String Compression II

Updated on 11 July, 2025
String Compression II header image

Problem Statement

Run-length encoding (RLE) is a method to compress strings by replacing sequences of repeated characters with the character followed by the number indicating the count of consecutive repetitions. For example, the string "aabccc" would be compressed to "a2bc3": the two 'a's are replaced by "a2" and the three 'c's by "c3". Single characters in the sequence, however, do not follow with the number '1' in this compression scheme.

In this problem, you are given a string s and an integer k, representing the maximum number of characters you can remove from s. The goal is to determine the minimum possible length of the run-length encoded version of s after removing up to k characters. This involves strategically deleting characters from s to minimize the length of the encoded string.

Examples

Example 1

Input:

s = "aaabcccd", k = 2

Output:

4

Explanation:

Compressing s without deleting anything will give us "a3bc3d" of length 6. Deleting any of the characters 'a' or 'c' would at most decrease the length to 5, for instance delete 2 'a's → s = "abcccd" → "abc3d". The optimal strategy is to delete 'b' and 'd', resulting in "a3c3" of length 4.

Example 2

Input:

s = "aabbaa", k = 2

Output:

2

Explanation:

If we delete both 'b' characters, the resulting string is "aaaa" → compressed to "a4" of length 2.

Example 3

Input:

s = "aaaaaaaaaaa", k = 0

Output:

3

Explanation:

Since k is zero, no deletions are allowed. The compressed string is "a11" of length 3.

Constraints

  • 1 <= s.length <= 100
  • 0 <= k <= s.length
  • s contains only lowercase English letters.

Approach and Intuition

  1. Understanding Run-length Encoding RLE reduces length effectively for longer runs of repeated characters. The more continuous the repetitions, the shorter the resulting encoded string.
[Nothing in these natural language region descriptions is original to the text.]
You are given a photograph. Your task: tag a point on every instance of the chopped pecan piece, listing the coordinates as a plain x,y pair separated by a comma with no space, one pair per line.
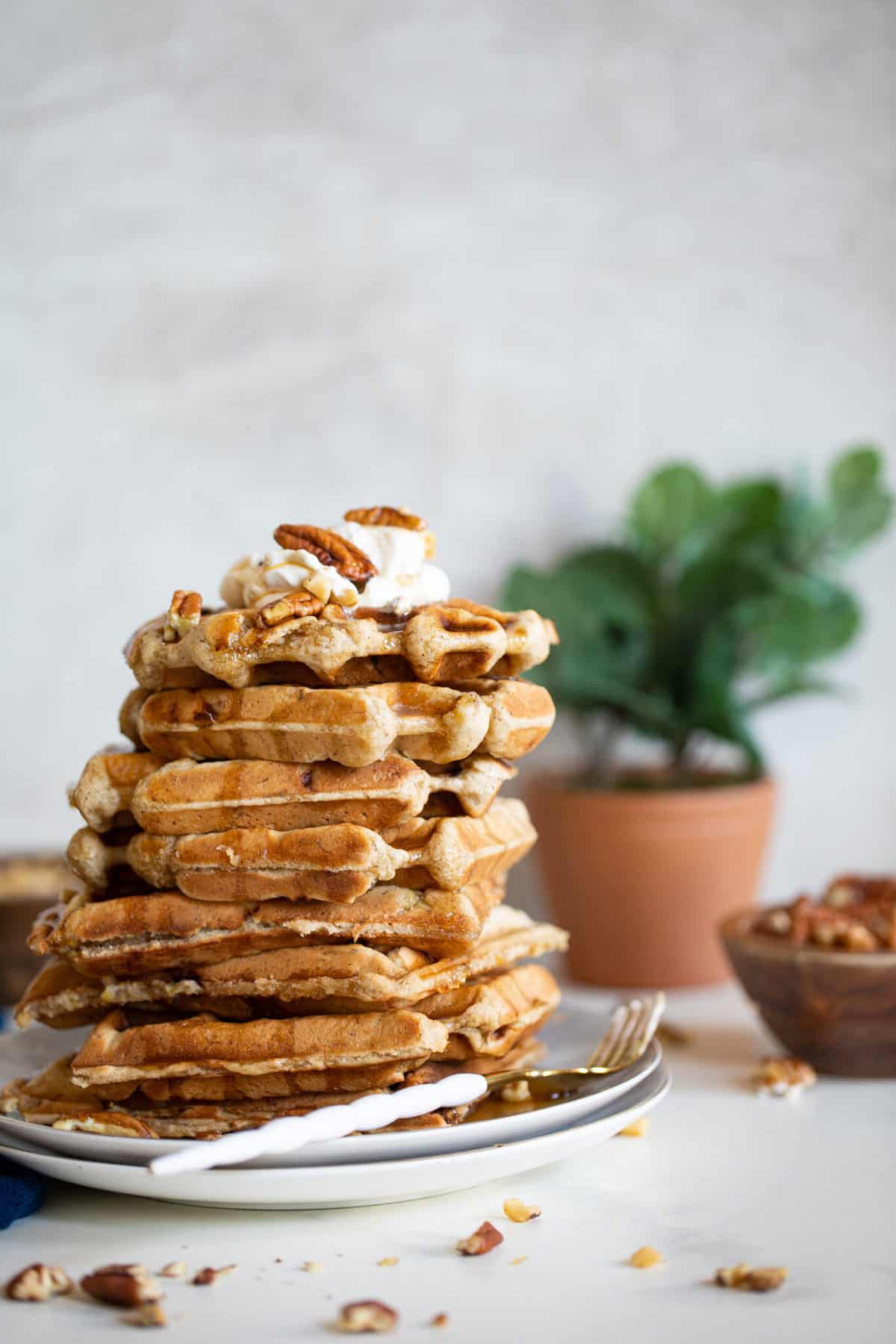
482,1241
38,1284
520,1213
183,615
645,1257
149,1313
367,1319
751,1280
287,608
122,1285
386,517
347,559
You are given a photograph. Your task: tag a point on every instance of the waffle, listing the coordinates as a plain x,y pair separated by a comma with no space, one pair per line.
105,789
129,936
187,797
320,863
435,643
53,1098
341,977
494,1015
195,1046
352,726
488,1018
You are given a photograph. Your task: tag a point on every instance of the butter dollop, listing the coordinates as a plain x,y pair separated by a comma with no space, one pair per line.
405,577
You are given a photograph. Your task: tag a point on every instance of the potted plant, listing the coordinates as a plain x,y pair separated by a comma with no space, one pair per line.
714,603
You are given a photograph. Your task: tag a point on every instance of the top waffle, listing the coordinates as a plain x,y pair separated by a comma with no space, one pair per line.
435,643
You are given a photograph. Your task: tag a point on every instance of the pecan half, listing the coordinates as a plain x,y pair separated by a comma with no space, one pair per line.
367,1319
386,517
38,1284
751,1280
122,1285
183,615
329,549
482,1241
287,608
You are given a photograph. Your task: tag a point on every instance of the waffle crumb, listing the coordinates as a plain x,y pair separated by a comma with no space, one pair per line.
210,1276
645,1257
367,1319
175,1269
520,1213
783,1077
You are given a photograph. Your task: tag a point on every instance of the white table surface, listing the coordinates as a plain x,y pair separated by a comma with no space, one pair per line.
723,1176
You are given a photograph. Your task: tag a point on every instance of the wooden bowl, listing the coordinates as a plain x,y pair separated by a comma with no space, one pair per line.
836,1009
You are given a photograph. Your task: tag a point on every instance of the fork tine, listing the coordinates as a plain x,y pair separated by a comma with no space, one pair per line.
608,1042
632,1028
635,1014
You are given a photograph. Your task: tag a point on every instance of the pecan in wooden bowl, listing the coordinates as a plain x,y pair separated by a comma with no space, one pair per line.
822,974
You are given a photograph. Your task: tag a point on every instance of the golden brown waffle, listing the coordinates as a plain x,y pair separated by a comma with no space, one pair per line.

  2. Impact of Removals Removing disruptive characters (those that break potential long runs) can merge segments and reduce RLE length. Conversely, unnecessary removals may not help and can even worsen the encoding.

  3. Dynamic Programming Optimization Let dp[i][k] represent the minimum compressed length of the suffix starting at index i with k deletions left. We recursively compute this value by choosing to either:

    • Remove the current character (reduce k, continue at i+1)
    • Keep the character, expand a run, and try all possible end positions of this run.
  4. Compression Length Function When forming a run of characters, use a helper to compute the RLE length contribution:

    • "a" → 1
    • "a2" → 2
    • "a10" → 3 Based on the number of digits in the count.
  5. Edge Case Considerations

    • When k = 0, no deletions are allowed—compress the entire string as-is.
    • If the string is already composed of long runs, minimal or no deletions may be optimal.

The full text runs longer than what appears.